The Second Amendment Foundation announced that they have filed an amended complaint to a former lawsuit they launched over two years ago. SAF, et.al. v. ATF, et. al. was filed in the U.S. District Court for the Northern District of Texas on January 15, 2021, with the amended complaint filed on February 17, 2023. Both complaints pertain to the ATF’s executive overreach in rulemaking concerning arm braces.
Last month the SAF mentioned in a release that the case had renewed interest since the new rule was published and the suit was to be moving forward.
While the definition of a rifle in federal law should be clear, noted attorney Chad Flores, who is representing SAF in a federal lawsuit filed two years ago that was stayed by the court in anticipation of this new rule, it is clear the Biden administration’s new definition of a rifle ignores tradition. SAF sued ATF and the U.S. Attorney General in 2021 in a case known as SAF et. al. v. BATFE, et. al.
SAF is joined in that case by Rainier Arms, LLC and two private citizens, Samuel Walley and William Green. The lawsuit was filed in U.S. District Court for the Northern District of Texas, Dallas Division.
According to Flores’ analysis of the 291-page Final Rule, the definition of a “rifle” now turns on a bewildering six-factor test. This new definition can be controlled not by the firearm’s objective characteristics, but instead by what ATF agents in D.C. think of a manufacturer’s marketing materials or the firearm’s “likely use.” The new rule itself is forced to admit its dramatic result: Under this new definitional regime, “a majority of the existing firearms equipped with a ‘stabilizing brace’ are likely to be classified as ‘rifles.’”
“The Biden administration’s new rifle definition overrides the true wish of Congress, to upend the reasonable expectations of stabilizing brace users and makers nationwide,” Flores said.
In Friday’s announcement, the foundation accused the Biden administration of violating the Administrative Procedures Act, the Second Amendment, and the Due Process Clause of the 14th Amendment. They also pointed out the continual weaponization of these agencies act as a way to work around Congress. SAF Executive Director Adam Kraut said of the move, “Joe Biden is continuing to use ATF as a means to circumvent Congress,” Kraut continued:
And this new rule is his administration’s latest attempt. He has been obsessed with banning guns and criminalizing gun owners ever since he arrived on Capitol Hill fifty years ago. In the process, he is causing irreparable financial harm to firearms retailers, which to this administration must seem like an added benefit.

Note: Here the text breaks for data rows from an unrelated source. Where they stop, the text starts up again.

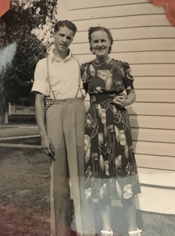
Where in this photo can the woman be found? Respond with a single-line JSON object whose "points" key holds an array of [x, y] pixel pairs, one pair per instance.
{"points": [[110, 163]]}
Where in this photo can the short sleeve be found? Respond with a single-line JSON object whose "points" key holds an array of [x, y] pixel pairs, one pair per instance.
{"points": [[40, 78], [128, 78]]}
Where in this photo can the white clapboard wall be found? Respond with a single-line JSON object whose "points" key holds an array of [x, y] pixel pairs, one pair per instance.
{"points": [[146, 40]]}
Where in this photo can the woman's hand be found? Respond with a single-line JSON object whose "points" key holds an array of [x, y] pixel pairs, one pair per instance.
{"points": [[47, 146], [122, 100]]}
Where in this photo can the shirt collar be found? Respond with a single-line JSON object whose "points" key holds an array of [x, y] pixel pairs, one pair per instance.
{"points": [[56, 59]]}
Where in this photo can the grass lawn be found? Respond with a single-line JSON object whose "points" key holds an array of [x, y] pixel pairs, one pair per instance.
{"points": [[24, 197]]}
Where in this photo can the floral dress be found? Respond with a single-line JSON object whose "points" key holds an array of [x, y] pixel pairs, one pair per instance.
{"points": [[110, 166]]}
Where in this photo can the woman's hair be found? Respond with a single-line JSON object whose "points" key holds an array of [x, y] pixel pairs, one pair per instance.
{"points": [[65, 23], [100, 28]]}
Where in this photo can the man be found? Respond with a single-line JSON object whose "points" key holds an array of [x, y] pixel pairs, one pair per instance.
{"points": [[62, 135]]}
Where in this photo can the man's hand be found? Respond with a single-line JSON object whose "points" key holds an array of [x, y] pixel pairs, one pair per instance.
{"points": [[47, 146]]}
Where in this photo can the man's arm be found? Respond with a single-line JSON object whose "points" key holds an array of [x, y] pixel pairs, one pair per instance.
{"points": [[40, 118]]}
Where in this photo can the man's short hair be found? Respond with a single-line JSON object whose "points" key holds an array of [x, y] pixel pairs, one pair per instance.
{"points": [[65, 23]]}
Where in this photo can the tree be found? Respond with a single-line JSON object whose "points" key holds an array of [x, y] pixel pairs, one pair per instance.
{"points": [[23, 23]]}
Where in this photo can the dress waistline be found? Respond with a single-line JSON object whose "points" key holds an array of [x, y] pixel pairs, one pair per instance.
{"points": [[102, 98]]}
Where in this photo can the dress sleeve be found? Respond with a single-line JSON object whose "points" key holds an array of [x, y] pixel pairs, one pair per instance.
{"points": [[84, 74], [128, 78]]}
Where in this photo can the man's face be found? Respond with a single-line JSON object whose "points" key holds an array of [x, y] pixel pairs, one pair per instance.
{"points": [[63, 39]]}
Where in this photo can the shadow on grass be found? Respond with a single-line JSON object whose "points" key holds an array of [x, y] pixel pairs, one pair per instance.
{"points": [[24, 198]]}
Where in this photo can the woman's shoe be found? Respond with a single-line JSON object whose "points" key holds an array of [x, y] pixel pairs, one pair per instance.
{"points": [[136, 232], [106, 233]]}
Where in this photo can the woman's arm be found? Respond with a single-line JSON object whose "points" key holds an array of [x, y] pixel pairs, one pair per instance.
{"points": [[125, 100], [40, 118]]}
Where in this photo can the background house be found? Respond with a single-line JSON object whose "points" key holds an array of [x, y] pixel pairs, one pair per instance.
{"points": [[146, 39]]}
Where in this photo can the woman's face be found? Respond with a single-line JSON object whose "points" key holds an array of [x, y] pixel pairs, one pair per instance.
{"points": [[100, 43]]}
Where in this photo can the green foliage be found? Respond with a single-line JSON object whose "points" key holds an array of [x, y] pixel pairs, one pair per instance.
{"points": [[17, 26]]}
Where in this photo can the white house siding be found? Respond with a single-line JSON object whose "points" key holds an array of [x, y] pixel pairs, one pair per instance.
{"points": [[144, 38]]}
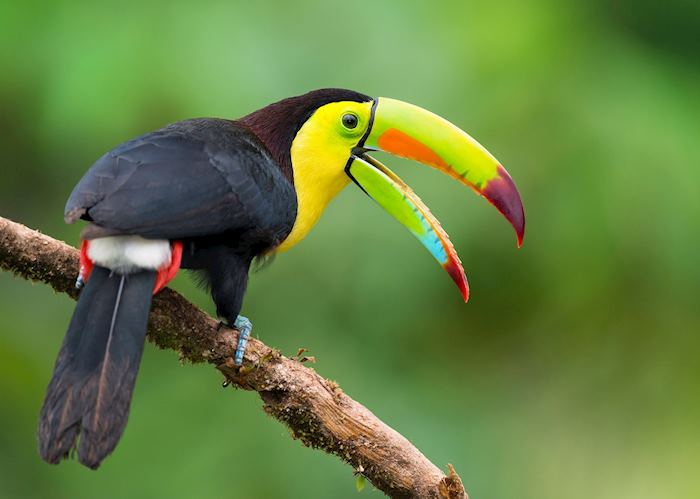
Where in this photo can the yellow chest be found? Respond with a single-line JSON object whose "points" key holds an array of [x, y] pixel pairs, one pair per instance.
{"points": [[318, 176]]}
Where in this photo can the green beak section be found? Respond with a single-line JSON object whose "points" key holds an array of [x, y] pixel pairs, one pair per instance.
{"points": [[397, 199], [412, 132]]}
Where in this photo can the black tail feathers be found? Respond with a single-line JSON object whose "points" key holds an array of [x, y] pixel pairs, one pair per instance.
{"points": [[89, 395]]}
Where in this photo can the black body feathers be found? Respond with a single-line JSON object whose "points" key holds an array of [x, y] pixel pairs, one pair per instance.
{"points": [[225, 189]]}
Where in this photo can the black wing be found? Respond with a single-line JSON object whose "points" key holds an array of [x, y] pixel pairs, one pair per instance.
{"points": [[193, 178]]}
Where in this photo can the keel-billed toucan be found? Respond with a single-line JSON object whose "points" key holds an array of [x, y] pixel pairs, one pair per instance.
{"points": [[214, 194]]}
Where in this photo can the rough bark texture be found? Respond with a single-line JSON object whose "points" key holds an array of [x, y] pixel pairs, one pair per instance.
{"points": [[315, 409]]}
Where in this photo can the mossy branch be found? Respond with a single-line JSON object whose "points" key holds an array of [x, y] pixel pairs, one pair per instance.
{"points": [[315, 409]]}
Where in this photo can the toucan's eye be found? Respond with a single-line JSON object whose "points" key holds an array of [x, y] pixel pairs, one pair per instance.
{"points": [[350, 121]]}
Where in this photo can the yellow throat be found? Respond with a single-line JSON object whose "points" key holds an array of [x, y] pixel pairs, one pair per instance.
{"points": [[319, 156]]}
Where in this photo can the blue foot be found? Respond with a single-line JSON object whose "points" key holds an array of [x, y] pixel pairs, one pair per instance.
{"points": [[245, 327]]}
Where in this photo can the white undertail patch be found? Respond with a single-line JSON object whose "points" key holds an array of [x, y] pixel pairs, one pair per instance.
{"points": [[127, 254]]}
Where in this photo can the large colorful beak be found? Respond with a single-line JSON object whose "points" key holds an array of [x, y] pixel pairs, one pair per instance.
{"points": [[411, 132]]}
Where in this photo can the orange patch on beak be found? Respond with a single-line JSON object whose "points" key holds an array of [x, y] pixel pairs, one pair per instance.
{"points": [[400, 144]]}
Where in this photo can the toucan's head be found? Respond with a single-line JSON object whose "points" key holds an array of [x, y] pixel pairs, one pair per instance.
{"points": [[321, 140]]}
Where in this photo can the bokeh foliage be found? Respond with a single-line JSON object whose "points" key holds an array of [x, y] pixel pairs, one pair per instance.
{"points": [[572, 372]]}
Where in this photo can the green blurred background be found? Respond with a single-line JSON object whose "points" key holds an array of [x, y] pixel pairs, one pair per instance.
{"points": [[572, 372]]}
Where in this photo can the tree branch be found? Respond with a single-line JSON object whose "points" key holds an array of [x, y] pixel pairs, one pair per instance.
{"points": [[315, 409]]}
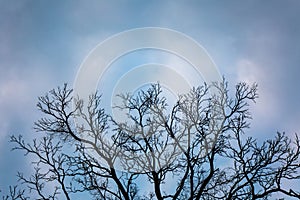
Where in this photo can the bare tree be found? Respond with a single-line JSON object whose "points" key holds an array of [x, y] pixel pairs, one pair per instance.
{"points": [[198, 146]]}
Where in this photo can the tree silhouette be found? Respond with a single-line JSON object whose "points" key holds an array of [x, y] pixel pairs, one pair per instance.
{"points": [[194, 149]]}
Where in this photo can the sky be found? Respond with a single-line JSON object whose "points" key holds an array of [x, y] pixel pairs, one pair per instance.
{"points": [[43, 43]]}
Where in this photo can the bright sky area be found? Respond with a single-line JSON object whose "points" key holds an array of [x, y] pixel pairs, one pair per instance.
{"points": [[43, 43]]}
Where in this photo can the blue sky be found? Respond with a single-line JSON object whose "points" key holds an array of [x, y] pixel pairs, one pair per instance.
{"points": [[43, 43]]}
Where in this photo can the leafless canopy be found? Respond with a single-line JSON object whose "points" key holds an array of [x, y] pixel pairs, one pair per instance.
{"points": [[195, 149]]}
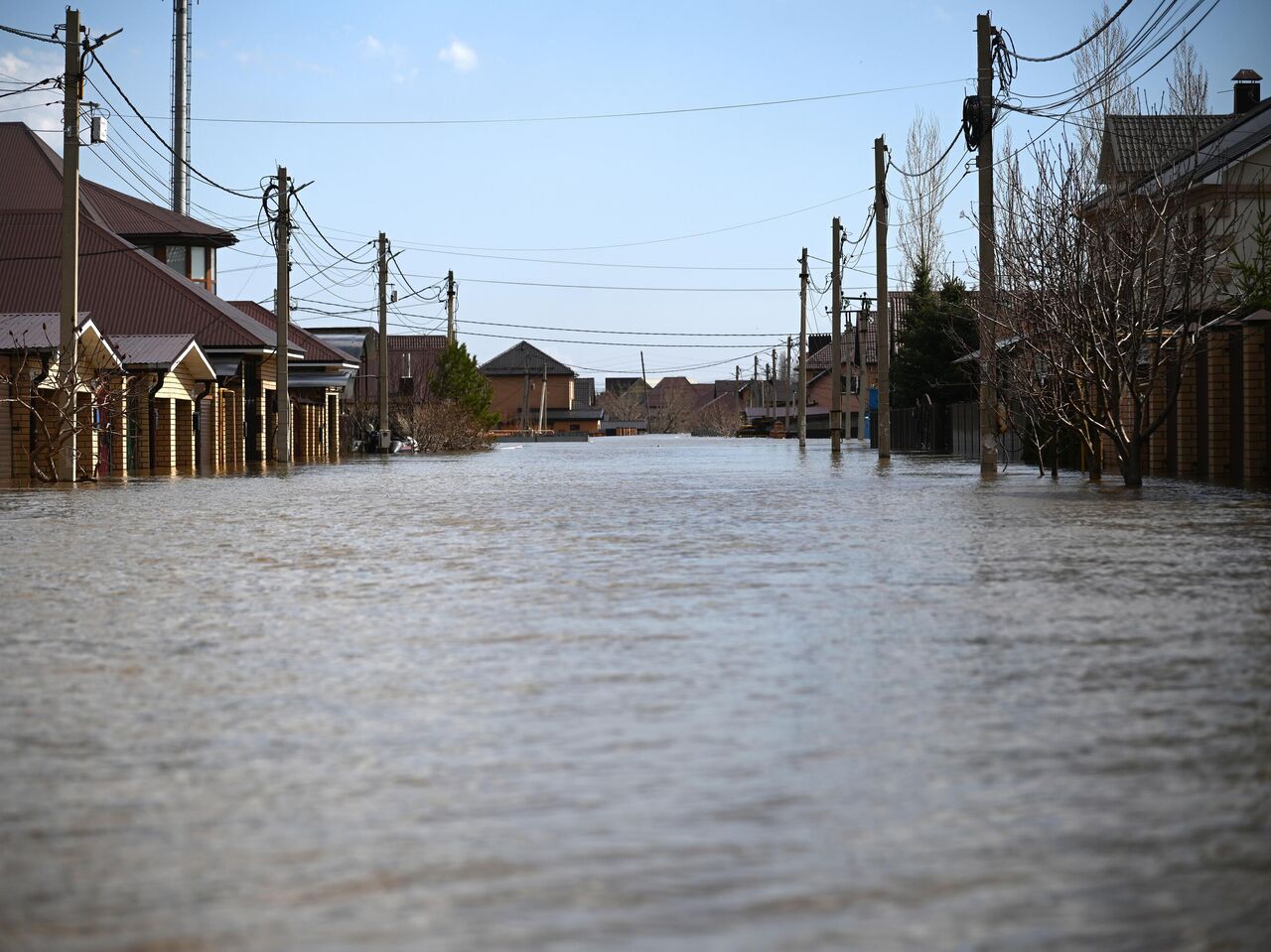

SAF founder and Executive Vice President Alan M. Gottlieb noted that the Biden administration’s interpretation of the law is a departure from former positions. Under the new rule, the federal definition on whether a pistol with a brace is considered a pistol is in conflict with what the agency has said in the past. Gottlieb said:
This dramatic shift in policy leads us to conclude the president, through his agency directors, is moving to change the definition of pistols fitted with these braces to be “rifles,” and thus subject to the National Firearms Act. In so doing, the administration has turned millions of law-abiding pistol owners into criminals who suddenly own guns now defined as “short-barreled rifles.” This is unconscionable.
There are multiple assaults on multiple fronts being waged against the Biden administration on the pistol brace rule and other areas of overreach. The SAF was in front of this situation with the litigation being active for so long. Gottlieb is hopeful that the court will expeditiously grant the requested injunction and is “asking the court to act now, well in advance of that date [May 31st when the rule goes into effect], to prevent what amounts to a constitutional travesty.”
The leadership at the SAF is correct in asserting that the rule is “arbitrary, capricious, an abuse of discretion, or otherwise not in accordance with law.” How the court will intend on handling this is hard to determine. As has been cited probably hundreds – if not thousands – of times since the opinion came down, NYSRPA v. Bruen is a game changer. The federal government is going to have a hard time proving that the banning and or taxing of “little rifles” or “big pistols” is analogous with what was acceptable at the time of our founding, beyond speaking to the circumvention of our entire political process.